|▶||Aim:||Oral fluency practice|
|▶||Summary:||Students think of a concept for a television show and describe it to their group.|
This is a very simple idea for a speaking activity. Worth noting is my decision to provide a hand-out for the students to fill in before beginning the discussion: even when given a very simple discussion task, students sometimes have trouble knowing where to begin, and providing a hand-out can help them focus on the task.
Make enough copies of the hand-out so that each student can receive one: my_tv_show.doc (html preview).
Begin with an example: "I have a great idea for a TV show!" Write the name and type of the show on the blackboard, and briefly describe it to the class. My example was a sitcom called "Tom in China", all about an Australian who comes to China to teach English.
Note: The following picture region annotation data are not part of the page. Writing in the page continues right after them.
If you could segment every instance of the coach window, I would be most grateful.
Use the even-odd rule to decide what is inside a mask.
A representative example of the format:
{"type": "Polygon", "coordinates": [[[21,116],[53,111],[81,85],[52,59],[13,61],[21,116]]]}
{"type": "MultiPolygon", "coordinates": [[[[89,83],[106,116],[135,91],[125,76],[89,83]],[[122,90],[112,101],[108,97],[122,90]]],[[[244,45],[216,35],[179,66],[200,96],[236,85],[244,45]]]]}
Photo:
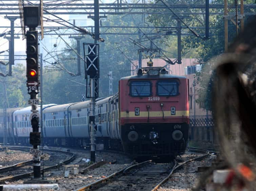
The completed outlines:
{"type": "Polygon", "coordinates": [[[147,97],[151,95],[151,84],[148,81],[133,81],[130,84],[130,95],[132,97],[147,97]]]}
{"type": "Polygon", "coordinates": [[[179,95],[179,83],[174,80],[158,81],[157,94],[159,96],[176,96],[179,95]]]}

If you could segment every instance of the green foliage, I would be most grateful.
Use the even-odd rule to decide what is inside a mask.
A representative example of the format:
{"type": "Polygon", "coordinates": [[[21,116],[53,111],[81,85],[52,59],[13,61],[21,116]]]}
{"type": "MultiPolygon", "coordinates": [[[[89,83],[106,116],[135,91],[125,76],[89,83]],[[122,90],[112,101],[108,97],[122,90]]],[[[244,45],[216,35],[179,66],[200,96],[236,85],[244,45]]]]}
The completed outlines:
{"type": "Polygon", "coordinates": [[[27,88],[26,87],[25,69],[21,64],[13,67],[12,77],[2,77],[0,78],[0,108],[4,105],[5,92],[3,82],[6,86],[7,107],[10,108],[23,107],[25,106],[27,88]],[[22,82],[20,82],[21,81],[22,82]]]}

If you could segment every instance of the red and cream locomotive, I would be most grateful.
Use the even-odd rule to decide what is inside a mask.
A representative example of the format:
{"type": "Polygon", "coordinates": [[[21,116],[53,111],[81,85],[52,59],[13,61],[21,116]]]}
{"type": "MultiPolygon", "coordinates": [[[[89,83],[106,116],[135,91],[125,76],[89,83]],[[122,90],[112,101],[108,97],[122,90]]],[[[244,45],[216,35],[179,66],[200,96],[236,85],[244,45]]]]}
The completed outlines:
{"type": "MultiPolygon", "coordinates": [[[[136,157],[183,152],[189,134],[188,85],[185,77],[168,74],[161,67],[140,69],[137,75],[121,78],[118,93],[96,101],[96,143],[122,148],[136,157]]],[[[44,144],[89,146],[89,107],[88,101],[43,106],[44,144]]],[[[7,111],[10,143],[29,144],[31,110],[28,107],[7,111]]],[[[2,114],[0,111],[2,140],[2,114]]]]}
{"type": "Polygon", "coordinates": [[[126,152],[162,156],[184,151],[189,124],[188,81],[153,67],[120,80],[120,127],[126,152]]]}

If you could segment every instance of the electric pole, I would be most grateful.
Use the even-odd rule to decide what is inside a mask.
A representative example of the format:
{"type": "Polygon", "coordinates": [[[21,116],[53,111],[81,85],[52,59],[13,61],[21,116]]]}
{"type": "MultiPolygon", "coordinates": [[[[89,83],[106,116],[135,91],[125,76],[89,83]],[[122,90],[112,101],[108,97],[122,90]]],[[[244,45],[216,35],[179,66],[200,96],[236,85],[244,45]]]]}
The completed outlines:
{"type": "Polygon", "coordinates": [[[109,95],[113,94],[113,74],[112,71],[109,72],[109,95]]]}
{"type": "MultiPolygon", "coordinates": [[[[40,86],[38,59],[38,34],[36,27],[40,25],[40,9],[38,6],[24,6],[23,8],[24,25],[29,28],[26,34],[26,38],[27,87],[30,95],[28,103],[31,105],[32,113],[30,120],[33,132],[29,134],[29,142],[33,145],[30,153],[33,155],[33,180],[27,183],[46,183],[40,179],[41,152],[39,147],[41,144],[41,133],[39,132],[40,115],[38,113],[39,101],[38,98],[40,86]]],[[[41,62],[42,58],[41,57],[41,62]]],[[[42,110],[41,108],[41,110],[42,110]]]]}

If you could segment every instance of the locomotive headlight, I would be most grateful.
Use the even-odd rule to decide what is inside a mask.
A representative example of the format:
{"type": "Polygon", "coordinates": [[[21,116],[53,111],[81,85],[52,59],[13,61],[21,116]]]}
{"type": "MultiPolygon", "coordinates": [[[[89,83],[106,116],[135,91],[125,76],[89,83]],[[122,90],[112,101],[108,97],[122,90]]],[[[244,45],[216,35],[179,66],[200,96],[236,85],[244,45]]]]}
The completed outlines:
{"type": "Polygon", "coordinates": [[[175,141],[179,141],[182,138],[183,134],[179,130],[175,130],[172,134],[173,139],[175,141]]]}
{"type": "Polygon", "coordinates": [[[176,115],[176,109],[175,107],[171,107],[171,115],[176,115]]]}
{"type": "Polygon", "coordinates": [[[135,113],[135,115],[140,115],[140,108],[135,107],[134,113],[135,113]]]}
{"type": "Polygon", "coordinates": [[[157,70],[151,70],[147,72],[150,76],[158,76],[159,75],[159,71],[157,70]]]}

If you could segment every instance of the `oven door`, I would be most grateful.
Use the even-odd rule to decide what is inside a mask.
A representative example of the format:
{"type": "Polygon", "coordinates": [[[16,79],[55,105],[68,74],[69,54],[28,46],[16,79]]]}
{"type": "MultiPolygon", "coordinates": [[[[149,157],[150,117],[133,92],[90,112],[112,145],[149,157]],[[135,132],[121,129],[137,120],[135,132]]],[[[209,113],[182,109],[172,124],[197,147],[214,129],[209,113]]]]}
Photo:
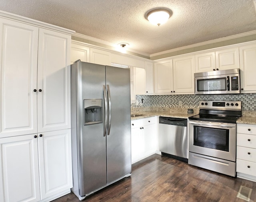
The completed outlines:
{"type": "Polygon", "coordinates": [[[236,161],[235,124],[190,120],[190,152],[236,161]]]}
The humour comes from Tom's difficulties with language, culture, etc.
Tell the students that you want them all to think of an idea for a TV show, and write the details on the sheet (hold it up for them to see). Tell them to be quick. Hand out the sheets.
Once most students have finished filling in the sheet, instruct them to form groups of four, take turns describing their TV show, and finally choose which idea is the best.
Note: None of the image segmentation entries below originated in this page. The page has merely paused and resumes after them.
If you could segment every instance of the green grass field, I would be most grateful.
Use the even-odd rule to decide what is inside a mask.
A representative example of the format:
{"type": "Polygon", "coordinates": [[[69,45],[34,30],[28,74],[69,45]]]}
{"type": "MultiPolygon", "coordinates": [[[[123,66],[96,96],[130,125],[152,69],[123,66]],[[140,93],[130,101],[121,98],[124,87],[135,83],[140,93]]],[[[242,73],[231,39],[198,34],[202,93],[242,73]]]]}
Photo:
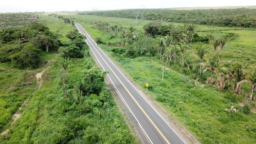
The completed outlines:
{"type": "MultiPolygon", "coordinates": [[[[63,35],[62,42],[68,44],[65,36],[75,29],[71,24],[45,16],[39,17],[39,22],[50,30],[60,33],[63,35]]],[[[88,49],[85,53],[89,53],[88,49]]],[[[43,69],[42,66],[32,71],[34,72],[0,69],[0,131],[10,127],[7,134],[0,136],[0,143],[139,143],[140,140],[131,134],[106,86],[101,93],[106,99],[104,104],[101,102],[99,104],[99,98],[95,95],[85,97],[83,102],[79,104],[72,97],[65,98],[61,84],[63,70],[59,62],[62,58],[54,54],[44,56],[45,61],[55,60],[43,75],[40,89],[36,87],[35,75],[43,69]],[[28,81],[32,83],[23,85],[28,81]],[[20,110],[20,117],[10,127],[8,124],[12,114],[28,97],[26,105],[20,110]]],[[[96,66],[92,58],[87,55],[70,59],[68,79],[73,81],[69,82],[68,88],[72,87],[72,82],[79,83],[84,77],[82,71],[88,67],[86,63],[96,66]]],[[[8,64],[0,65],[9,67],[8,64]]],[[[74,91],[70,88],[68,92],[72,95],[74,91]]]]}
{"type": "MultiPolygon", "coordinates": [[[[93,38],[101,37],[107,44],[121,40],[109,40],[108,33],[91,28],[92,22],[104,21],[126,27],[135,26],[139,31],[142,31],[143,26],[149,22],[139,21],[136,25],[135,19],[76,15],[65,16],[74,18],[75,22],[86,28],[93,38]]],[[[222,60],[242,62],[250,65],[256,63],[254,56],[256,53],[255,42],[253,40],[254,29],[198,25],[197,30],[196,32],[199,36],[211,34],[217,37],[228,33],[238,35],[237,38],[228,42],[224,48],[222,60]]],[[[192,51],[193,48],[200,44],[193,43],[192,51]]],[[[100,46],[145,93],[175,116],[202,143],[256,143],[256,115],[238,103],[244,101],[244,98],[231,92],[219,91],[210,85],[198,84],[194,86],[194,81],[189,80],[186,76],[169,69],[165,70],[164,80],[162,82],[162,68],[165,65],[162,62],[154,57],[131,59],[116,57],[109,51],[109,46],[100,46]],[[146,83],[149,84],[148,91],[145,86],[146,83]],[[232,106],[240,109],[240,112],[235,114],[224,110],[230,109],[232,106]]],[[[213,54],[212,49],[208,55],[213,54]]],[[[217,52],[219,50],[218,49],[217,52]]],[[[255,104],[252,105],[255,108],[255,104]]]]}

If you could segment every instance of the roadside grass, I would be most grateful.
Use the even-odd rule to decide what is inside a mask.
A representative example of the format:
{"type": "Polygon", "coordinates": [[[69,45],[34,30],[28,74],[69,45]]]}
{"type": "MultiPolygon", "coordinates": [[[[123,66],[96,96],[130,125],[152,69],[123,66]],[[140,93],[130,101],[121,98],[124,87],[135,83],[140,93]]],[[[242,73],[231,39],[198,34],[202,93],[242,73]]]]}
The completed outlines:
{"type": "MultiPolygon", "coordinates": [[[[61,25],[64,22],[53,19],[47,20],[45,16],[39,17],[40,21],[47,26],[51,25],[52,28],[55,26],[63,28],[61,34],[63,39],[65,34],[74,29],[70,24],[61,25]],[[45,20],[46,20],[45,22],[45,20]],[[66,29],[64,28],[69,27],[66,29]]],[[[88,65],[96,67],[92,58],[88,54],[89,49],[86,50],[84,53],[86,56],[84,58],[70,59],[68,79],[72,80],[70,84],[72,86],[72,82],[78,84],[84,77],[82,70],[88,67],[88,65]]],[[[1,105],[0,112],[4,112],[4,115],[8,115],[7,118],[4,118],[9,120],[19,106],[29,97],[27,105],[20,110],[20,117],[10,127],[7,134],[0,136],[0,143],[112,143],[114,141],[126,141],[129,143],[138,143],[139,141],[130,132],[106,86],[102,94],[107,100],[102,105],[97,104],[99,101],[97,97],[93,95],[85,97],[83,102],[77,103],[72,97],[75,90],[72,88],[67,92],[69,96],[65,98],[61,85],[63,70],[59,63],[62,58],[53,53],[50,54],[44,58],[45,62],[53,58],[55,60],[42,76],[43,82],[39,89],[36,86],[34,73],[0,69],[0,83],[3,84],[0,86],[1,94],[6,94],[2,97],[1,95],[0,104],[10,101],[8,104],[13,106],[9,110],[7,109],[9,105],[1,105]],[[15,91],[23,93],[22,96],[17,96],[16,93],[8,90],[16,83],[30,79],[33,82],[31,85],[18,88],[20,89],[15,91]],[[1,101],[2,99],[3,102],[1,101]]],[[[1,118],[1,120],[4,119],[1,118]]],[[[10,126],[7,124],[8,122],[2,124],[4,127],[1,128],[1,131],[10,126]]]]}
{"type": "MultiPolygon", "coordinates": [[[[108,33],[100,31],[96,28],[92,28],[91,26],[93,23],[92,22],[97,21],[105,21],[112,25],[120,25],[126,28],[132,26],[136,28],[139,32],[142,32],[143,26],[151,21],[150,20],[140,20],[136,24],[135,23],[135,18],[133,19],[99,16],[94,17],[92,15],[63,15],[62,16],[74,19],[75,22],[79,23],[84,28],[86,28],[86,30],[93,38],[99,37],[105,44],[114,45],[121,44],[122,42],[121,39],[119,38],[110,39],[110,35],[108,33]]],[[[166,22],[163,23],[170,23],[166,22]]],[[[172,23],[175,26],[183,24],[178,23],[172,23]]],[[[215,37],[219,37],[227,35],[229,33],[237,34],[238,37],[229,41],[227,43],[227,45],[224,47],[222,60],[238,61],[249,65],[256,64],[256,57],[254,55],[256,53],[255,29],[204,25],[197,25],[197,27],[196,33],[198,33],[200,36],[205,36],[207,34],[211,34],[215,37]]],[[[194,51],[196,47],[202,44],[208,46],[209,49],[211,50],[208,55],[210,56],[213,54],[213,48],[206,44],[204,44],[201,43],[192,43],[192,51],[194,51]]],[[[220,51],[219,48],[217,49],[217,53],[219,54],[220,51]]]]}
{"type": "MultiPolygon", "coordinates": [[[[100,46],[108,50],[108,47],[100,46]]],[[[144,92],[159,102],[202,143],[256,143],[256,115],[237,103],[244,99],[241,96],[220,92],[210,85],[194,86],[194,81],[165,69],[162,82],[162,65],[154,58],[119,58],[107,53],[144,92]],[[240,111],[235,114],[224,110],[232,106],[240,111]]]]}
{"type": "Polygon", "coordinates": [[[12,115],[36,89],[34,73],[0,69],[0,131],[7,128],[12,115]]]}
{"type": "MultiPolygon", "coordinates": [[[[71,60],[68,70],[71,79],[83,75],[81,71],[87,60],[71,60]]],[[[93,61],[92,63],[95,65],[93,61]]],[[[21,118],[2,138],[1,143],[83,143],[83,136],[89,135],[86,133],[91,129],[100,138],[95,143],[107,143],[121,129],[128,130],[109,93],[108,104],[101,108],[85,102],[77,104],[72,98],[65,98],[59,84],[62,71],[55,62],[44,74],[45,83],[31,97],[21,118]],[[88,112],[89,107],[92,109],[91,112],[88,112]]],[[[134,141],[131,143],[135,143],[134,141]]]]}
{"type": "MultiPolygon", "coordinates": [[[[91,28],[91,22],[94,20],[93,16],[66,16],[74,18],[75,21],[87,28],[87,31],[94,38],[97,36],[104,40],[105,36],[107,35],[105,32],[91,28]]],[[[129,22],[123,20],[128,19],[104,18],[99,16],[96,17],[95,19],[99,18],[99,20],[112,21],[112,23],[121,24],[125,27],[129,27],[129,22]],[[117,22],[118,19],[120,21],[117,22]]],[[[139,23],[139,25],[140,24],[139,23]]],[[[136,28],[142,28],[143,26],[137,26],[136,28]]],[[[254,30],[213,26],[198,26],[197,32],[199,36],[213,34],[218,37],[224,36],[228,33],[237,34],[238,37],[229,42],[227,46],[224,48],[222,60],[255,64],[256,58],[252,56],[256,53],[254,48],[255,42],[249,40],[253,39],[254,30]],[[244,33],[244,31],[247,33],[244,33]],[[238,45],[243,43],[245,44],[238,45]],[[250,59],[246,60],[248,56],[250,59]]],[[[106,42],[109,40],[107,40],[107,37],[106,39],[105,42],[108,44],[106,42]]],[[[192,51],[194,51],[194,48],[200,44],[199,43],[192,43],[192,51]]],[[[162,69],[164,64],[155,58],[141,57],[132,59],[122,56],[114,56],[112,52],[109,51],[109,46],[100,45],[117,63],[127,75],[142,88],[145,93],[150,94],[159,102],[192,132],[202,143],[256,143],[256,131],[254,128],[256,126],[255,115],[248,111],[245,107],[241,107],[237,103],[237,102],[245,100],[244,98],[232,92],[218,91],[216,88],[210,85],[199,84],[194,86],[194,81],[189,80],[186,76],[170,70],[165,70],[164,80],[162,82],[162,69]],[[149,84],[148,91],[146,90],[145,86],[146,83],[149,84]],[[240,111],[235,114],[224,110],[224,109],[230,109],[232,106],[240,109],[240,111]]],[[[212,49],[213,50],[207,55],[207,57],[213,54],[212,49]]]]}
Conclude the activity with some feedback, such as asking people which of the TV shows that they heard about sounded the most interesting (note that unlike simply asking people what their show was about, this question requires that they actually listened to their group members!).
This activity requires vocabulary for describing types of TV show (sitcom, soap opera, etc), and is most suited to a lesson on the theme of "television" after this vocabulary has been introduced.
This activity could also be run as a mingle, where students walk around the class and explain their TV show idea to several other people.
This may not be a very exciting activity, but television is a topic that most students can relate to easily and generally they can come up with an idea for a TV show without much trouble. As described in the introduction, this kind of "write first, discuss second" task has certain advantages, but it also runs the risk that students will spend too much time on the first stage, checking dictionaries and writing sentence after sentence. They should be discouraged from doing this, and luckily in the case of this activity I found that this problem did not emerge.